Aging is the main causative pathological factor for bone degenerative diseases and functional deficits in humans (Finch, 2010; Stenderup, Justesen, Clausen, & Kassem, 2003). During aging, bone homeostasis is interrupted with the chaos of the marrow microenvironment, including a disrupted HSC niche (Mendelson & Frenette, 2014), decreased vessel formation (Kusumbe, Ramasamy, & Adams, 2014) and abnormal inflammation factor release (Lepperdinger, 2011). As a result, increased cellular senescence in bone marrow can be induced by cellular damage or environment changes. It is reported that senescent cells (SnCs) accumulate in bone marrow with aging (Farr et al., 2017) and contribute to age‐related pathologies through their secretion of factors contributing to the senescence‐associated secretory phenotype (SASP) (Campisi, 2000, 2013; Nelson et al., 2012). SnCs exhibit essentially stable cell cycle arrest through the actions of tumour suppressors such as p16INK4a, p53, p21CIP1 (Campisi, 2005; Serrano, Lin, McCurrach, Beach, & Lowe, 1997) and also include increased lysosomal β‐galactosidase activity, robust secretion of inflammatory cytokines/chemokines, and nuclear foci containing DNA damage response proteins or distinctive heterochromatin. Although cell senescence has been well studied in recent decades, the mechanisms and local treatment targets for SnCs‐induced bone degenerative disease are not well understood.

Senescent cell (SnC) accumulation in bone marrow with aging leads to aging‐related pathologies, and local ablation of SnCs attenuates several pathologic processes and extends a healthy lifespan (Finch, 2010; Jeon et al., 2017). There have been great efforts in understanding the mechanism of aging‐induced SnCs in bone marrow and the underlying potential treatment. In this study, we found that senescent LepR+ MSPCs accumulated in the bone marrow of aging mice with bone degeneration and that local delivery of TMP in bone marrow inhibited LepR+ MSPC senescence, which is essentially and epigenetically controlled by Ezh2‐H3K27me3. Moreover, TMP maintained the HSC niche and created an anti‐inflammatory and angiogenic environment in the bone marrow of aging mice.

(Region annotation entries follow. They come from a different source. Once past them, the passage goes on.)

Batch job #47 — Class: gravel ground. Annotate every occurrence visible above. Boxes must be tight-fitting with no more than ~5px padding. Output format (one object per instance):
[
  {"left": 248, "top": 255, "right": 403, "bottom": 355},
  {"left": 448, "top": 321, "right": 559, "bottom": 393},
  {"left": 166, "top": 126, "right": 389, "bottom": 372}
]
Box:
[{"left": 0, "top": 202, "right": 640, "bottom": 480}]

L.Y. and B.G. designed the experiments; B.G., X.S.L. and H.J. carried out most of the experiments; J.F., Q.J., C.C.J, X.L.X, D. W, W.G.L. and Y.Q.H. helped to collect the samples. C.Z. proofread the manuscript; L.Y. and Z.J.L supervised the experiments, analysed results and wrote the manuscript.

No competing financial interests exist. No benefits in any form have been or will be received from a commercial party directly or indirectly by the authors of this article.